В боевой обстановке минувшей войны как на земле, так и в воздухе нередко складывались ситуации, когда люди шли на помощь друг другу, не щадя своей жизни. На то, как говорится, и война. А нам, истребителям, у которых даже тактической основой являлась боевая пара — ведущий да ведомый, — особенно важны были такие профессиональные элементы подготовки, как слетанность, взаимопонимание в воздухе, постоянная готовность защитить, прикрыть в бою своего товарища. Без этого боевую пару и представить-то не могу.

Но как же со страхом? Или действительно русские к жизни своей не привязаны?

Страх, инстинкт сохранения жизни бессильны, когда человек свято верует в дело, за которое он борется, когда инстинкту самосохранения противостоит убежденность и сознательность, страху — мужество его преодоления.
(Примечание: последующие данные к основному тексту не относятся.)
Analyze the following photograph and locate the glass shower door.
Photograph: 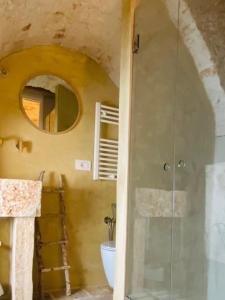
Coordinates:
[126,0,178,300]
[172,0,225,300]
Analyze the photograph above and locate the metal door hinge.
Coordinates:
[133,34,140,54]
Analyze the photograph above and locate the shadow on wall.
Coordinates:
[0,46,118,290]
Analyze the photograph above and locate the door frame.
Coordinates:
[113,0,137,300]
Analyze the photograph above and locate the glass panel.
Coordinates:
[126,0,178,300]
[173,0,225,300]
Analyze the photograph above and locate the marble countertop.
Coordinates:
[0,179,42,217]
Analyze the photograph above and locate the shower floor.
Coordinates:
[46,288,113,300]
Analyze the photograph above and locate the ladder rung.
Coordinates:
[40,240,68,246]
[42,186,64,193]
[41,213,66,218]
[41,266,70,273]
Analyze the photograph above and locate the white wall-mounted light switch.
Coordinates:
[75,159,91,172]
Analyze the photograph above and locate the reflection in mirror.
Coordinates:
[21,75,79,134]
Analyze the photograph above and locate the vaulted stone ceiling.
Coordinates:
[0,0,122,84]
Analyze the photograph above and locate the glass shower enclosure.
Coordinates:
[126,0,225,300]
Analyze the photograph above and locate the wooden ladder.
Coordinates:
[35,172,71,300]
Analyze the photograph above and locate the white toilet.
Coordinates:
[101,241,116,289]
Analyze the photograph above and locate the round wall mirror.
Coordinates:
[20,75,80,134]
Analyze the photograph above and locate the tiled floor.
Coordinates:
[48,288,113,300]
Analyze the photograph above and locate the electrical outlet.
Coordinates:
[75,159,91,172]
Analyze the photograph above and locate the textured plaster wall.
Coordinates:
[0,46,118,296]
[0,0,121,83]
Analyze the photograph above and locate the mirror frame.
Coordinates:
[19,71,82,136]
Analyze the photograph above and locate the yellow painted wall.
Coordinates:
[0,46,118,296]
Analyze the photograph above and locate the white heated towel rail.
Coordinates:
[93,102,119,180]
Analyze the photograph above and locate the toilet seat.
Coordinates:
[101,241,116,289]
[101,241,116,251]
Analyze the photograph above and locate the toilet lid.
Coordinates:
[101,241,116,251]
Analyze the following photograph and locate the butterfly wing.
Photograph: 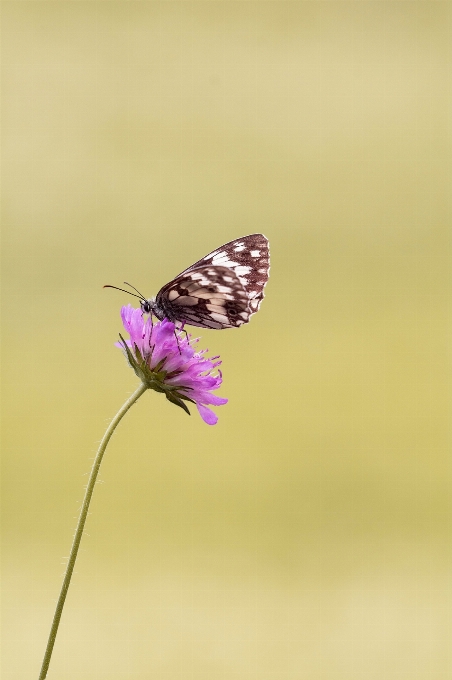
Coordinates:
[179,234,270,320]
[156,264,252,329]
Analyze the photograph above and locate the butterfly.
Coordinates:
[105,234,270,329]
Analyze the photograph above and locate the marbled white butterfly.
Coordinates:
[108,234,270,329]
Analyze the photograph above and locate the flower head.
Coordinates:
[117,305,228,425]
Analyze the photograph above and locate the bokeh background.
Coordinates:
[2,2,452,680]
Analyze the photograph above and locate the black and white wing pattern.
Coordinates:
[155,234,270,329]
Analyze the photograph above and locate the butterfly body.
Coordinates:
[125,234,270,329]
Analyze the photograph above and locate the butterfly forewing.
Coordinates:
[156,234,269,329]
[157,265,250,328]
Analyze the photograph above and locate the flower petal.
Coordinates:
[196,404,218,425]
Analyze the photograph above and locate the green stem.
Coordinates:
[39,383,147,680]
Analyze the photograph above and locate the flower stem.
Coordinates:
[39,383,147,680]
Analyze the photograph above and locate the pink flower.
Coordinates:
[116,305,228,425]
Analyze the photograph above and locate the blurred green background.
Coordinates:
[2,2,452,680]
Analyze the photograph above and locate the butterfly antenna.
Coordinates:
[124,281,146,300]
[104,284,144,300]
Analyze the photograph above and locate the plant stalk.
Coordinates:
[39,383,148,680]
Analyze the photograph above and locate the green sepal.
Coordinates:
[119,333,196,415]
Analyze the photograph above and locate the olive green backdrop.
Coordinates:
[2,2,452,680]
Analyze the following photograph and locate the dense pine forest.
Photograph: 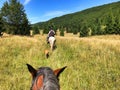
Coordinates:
[32,1,120,37]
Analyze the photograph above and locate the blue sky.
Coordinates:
[0,0,120,24]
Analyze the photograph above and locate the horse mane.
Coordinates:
[32,67,60,90]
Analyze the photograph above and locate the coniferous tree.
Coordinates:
[1,0,30,35]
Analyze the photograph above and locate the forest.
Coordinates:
[32,1,120,37]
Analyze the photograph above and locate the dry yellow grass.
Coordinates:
[0,35,120,90]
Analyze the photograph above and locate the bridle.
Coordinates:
[30,70,43,90]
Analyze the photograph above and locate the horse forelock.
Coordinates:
[32,67,60,90]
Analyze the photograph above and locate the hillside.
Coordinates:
[33,1,120,36]
[0,35,120,90]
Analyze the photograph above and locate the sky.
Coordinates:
[0,0,120,24]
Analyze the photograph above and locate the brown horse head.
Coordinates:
[27,64,67,90]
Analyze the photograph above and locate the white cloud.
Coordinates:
[24,0,31,5]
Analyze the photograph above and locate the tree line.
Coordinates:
[32,1,120,37]
[0,0,31,35]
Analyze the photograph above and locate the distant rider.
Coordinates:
[47,29,55,43]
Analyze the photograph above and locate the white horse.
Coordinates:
[48,36,56,50]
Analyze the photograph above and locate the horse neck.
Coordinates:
[43,68,60,90]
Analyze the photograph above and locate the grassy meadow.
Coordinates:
[0,35,120,90]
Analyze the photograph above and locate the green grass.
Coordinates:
[0,35,120,90]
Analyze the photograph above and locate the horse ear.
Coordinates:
[54,66,67,77]
[26,64,37,77]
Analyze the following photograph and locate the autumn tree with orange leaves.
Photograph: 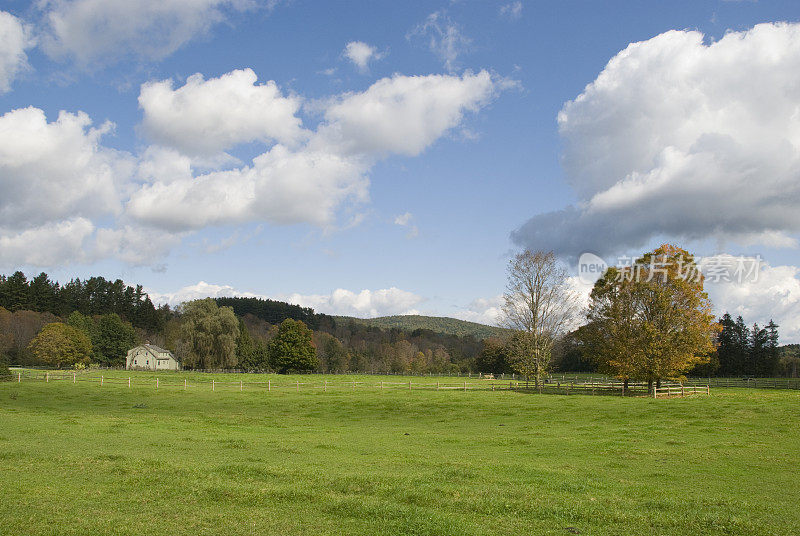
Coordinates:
[579,244,719,389]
Переступить через естественное чувство самосохранения, жажду выжить, уцелеть — с этого, на мой взгляд, и начинается героизм отдельного человека, столь необходимый для нравственной энергии всего общества.

Не всякий мог найти в себе такие силы — преодолеть себя. Помню, под Воронежем один молодой, еще не обстрелянный и не обожженный порохом пилот в сложной ситуации воздушной схватки оставил группу товарищей. После боя его спросили, в чем дело. Повод был — на самолете якобы отказали пушки. Проверили. Действительно, оружие оказалось неисправным. Но по законам военного времени разве имел летчик право бросать поле боя, на котором гибли его товарищи?.. Истребители, как правило, держались всегда до конца и даже на горящих машинах били врага, а уж если выходили из боя, то все вместе.

Дело давнее. Я не хочу называть имя того летчика, тем более что он осознал случившееся — глубоко переживал свою вину перед товарищами. Да и они простили ему: в боях молодой пилот вскоре вернул к себе доброе отношение и доверие.

А вот то, что произошло у нас на Никопольском плацдарме — случай хотя и единственный, — запомнилось всем и надолго.

Был в одном полку летчик по фамилии Халугин. Пилот как пилот — летал неплохо. Ну да мало ли у нас опытных да умелых-то бойцов было. И все же однополчан Халугина удивляло его везение в воздушных боях. Такая порой карусель раскрутится, что не знаешь, как вернулись, — кто, как говорится, на честном слове, кто с одним крылом, а машина Халугина всегда целехонька и невредима. За все кубанское сражение — ни одной пробоины. «Везучий!» — говорили летчики. Про себя же многие недолюбливали его: самонадеянный такой был, с гонорком. Смущало еще одно обстоятельство: многие ведущие, летавшие с Халугиным на задания, погибали в боях, а он — хоть бы что.